10 Steps for Perfect Home Canning

  1. Bringing a canning kettle of water to a boil takes awhile—up to 45 minutes over high heat. Be sure to get it on the stove before you start anything else. The canner should be about half full for pint jars and two-thirds full for quart jars.

  2. Sterilize the jars and lids by setting them in boiling water for 10 minutes or running them through the "sterilize" cycle on a dishwasher.

  3. Make sure to thoroughly rinse and pat dry the produce you're canning before you start the recipe.

  4. Ladle food into sterilized jars through a wide-mouth funnel. Make sure to leave the headspace (the space between the top of the preserves and the top of the jar) specified in the recipe. If the final jar you fill isn't full, don't process it. You can cover it can keep it in the fridge instead.

  5. Run a thin-bladed knife along the inside of the jar to release any air bubbles along the sides of the jars. Wipe top edges of jars clean with a damp cloth or the jars may not seal.

  6. When you put the lids on the jars, make sure that the sealing compound around the edges of the lids touches the rims of the jars. Screw the metal rings on firmly but not tightly and don't force them. Just screw them on, so they stay in place.

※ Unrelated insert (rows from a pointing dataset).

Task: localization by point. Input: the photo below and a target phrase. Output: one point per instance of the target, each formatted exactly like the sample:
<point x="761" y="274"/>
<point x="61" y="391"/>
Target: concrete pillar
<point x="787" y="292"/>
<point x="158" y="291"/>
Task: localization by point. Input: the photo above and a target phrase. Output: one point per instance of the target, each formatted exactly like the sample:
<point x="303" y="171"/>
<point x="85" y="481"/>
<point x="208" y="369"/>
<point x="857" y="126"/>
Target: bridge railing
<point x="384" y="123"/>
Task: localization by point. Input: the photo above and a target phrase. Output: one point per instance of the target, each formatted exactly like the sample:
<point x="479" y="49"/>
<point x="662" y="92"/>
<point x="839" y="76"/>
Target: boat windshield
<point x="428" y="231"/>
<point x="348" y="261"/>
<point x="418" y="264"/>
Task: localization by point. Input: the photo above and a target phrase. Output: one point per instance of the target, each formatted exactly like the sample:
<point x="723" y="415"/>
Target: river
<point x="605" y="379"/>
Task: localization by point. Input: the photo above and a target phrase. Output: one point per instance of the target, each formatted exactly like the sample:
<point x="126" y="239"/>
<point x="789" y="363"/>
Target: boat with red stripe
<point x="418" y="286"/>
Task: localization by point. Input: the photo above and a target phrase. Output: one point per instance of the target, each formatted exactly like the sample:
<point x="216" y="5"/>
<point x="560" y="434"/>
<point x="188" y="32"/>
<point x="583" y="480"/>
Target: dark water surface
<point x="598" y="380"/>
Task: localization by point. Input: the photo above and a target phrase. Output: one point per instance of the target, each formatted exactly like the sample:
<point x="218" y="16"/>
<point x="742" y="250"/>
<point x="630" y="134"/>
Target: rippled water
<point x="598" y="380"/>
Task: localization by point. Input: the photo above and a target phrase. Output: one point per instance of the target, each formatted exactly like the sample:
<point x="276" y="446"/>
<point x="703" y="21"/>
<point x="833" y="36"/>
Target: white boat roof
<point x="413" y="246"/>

  7. Lower the jars into the boiling water (180 F to 185 F for pickles). The jars should be covered by at least 1 inch of water. Add boiling water, if needed, during processing, to keep that 1-inch buffer. Cover canning kettle to return water to a boil. Process for the time specified in the recipe.

  8. Lift jars out with tongs. Have a hot pad on your other hand, just in case you need to grab something—set jars on a flat work surface. Pat dry, if you want. Don't tighten the rings, just let them sit until completely cool to room temperature. You may hear a slight "ping" from the jars as they seal. This is a good thing.

  9. Push down in the center of each jar. If it stays down, excellent. The jar is sealed. If it pops up the jar isn't sealed. Store unsealed jars in the fridge and use contents sooner rather than later.

  10. Make sure to label jars with contents and canning date—store jars in a cool, dark place and use within a year.